Babzman
Image default
Accueil » A la mémoire de mon fils Lamouchi Abderraouf égorgé le 16 septembre 1996 à Sidi Moussa
L’Algérie contemporaine (1962 à nos jours)

A la mémoire de mon fils Lamouchi Abderraouf égorgé le 16 septembre 1996 à Sidi Moussa

Il y a 25 ans, LAMOUCHI ABDERRAOUF, jeune soldat, a été assassiné par une horde de terroriste pendant son service militaire. Egorgé à l’arme blanche pour avoir répondu au devoir de la nation, Lamouchi Abderraouf n’avait que 22 ans.

Voici un vibrant hommage, rendu par sa mère :

A la mémoire de mon fils LAMOUCHI ABDERRAOUF ÉGORGÉ LE 16 SEPTEMBRE1996 A Sidi Moussa ALGER.

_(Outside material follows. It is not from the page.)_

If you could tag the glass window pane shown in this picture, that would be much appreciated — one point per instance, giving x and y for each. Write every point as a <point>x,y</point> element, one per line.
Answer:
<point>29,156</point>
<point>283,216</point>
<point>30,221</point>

La douleur de perdre un enfant est une douleur amère. Mais je porte cette douleur comme une couronne sur ma tète .J’ai décidé de t’écrire quelques lignes mon cher fils ABDERRAOUF « appelé au service national », même si je n’ai pas les mots et je n’ai pas l’habitude d’écrire des pensées à ta mémoire. Non pas que je t’aie oublié ou que je ne veuille pas me rappeler de ce triste anniversaire mais c’est parce que j’avais espoir que justice soit faite, un jour par tes collègues à l’égard de tes assassins surtout que tu as été égorgé à l’arme blanche pour motif « tu as répondu au devoir de la nation, ton seul souci était de défendre l’ALGERIE REPUBLICAINE, de protéger les symboles de la patrie ». Alors que tu avais a peine 22 ans.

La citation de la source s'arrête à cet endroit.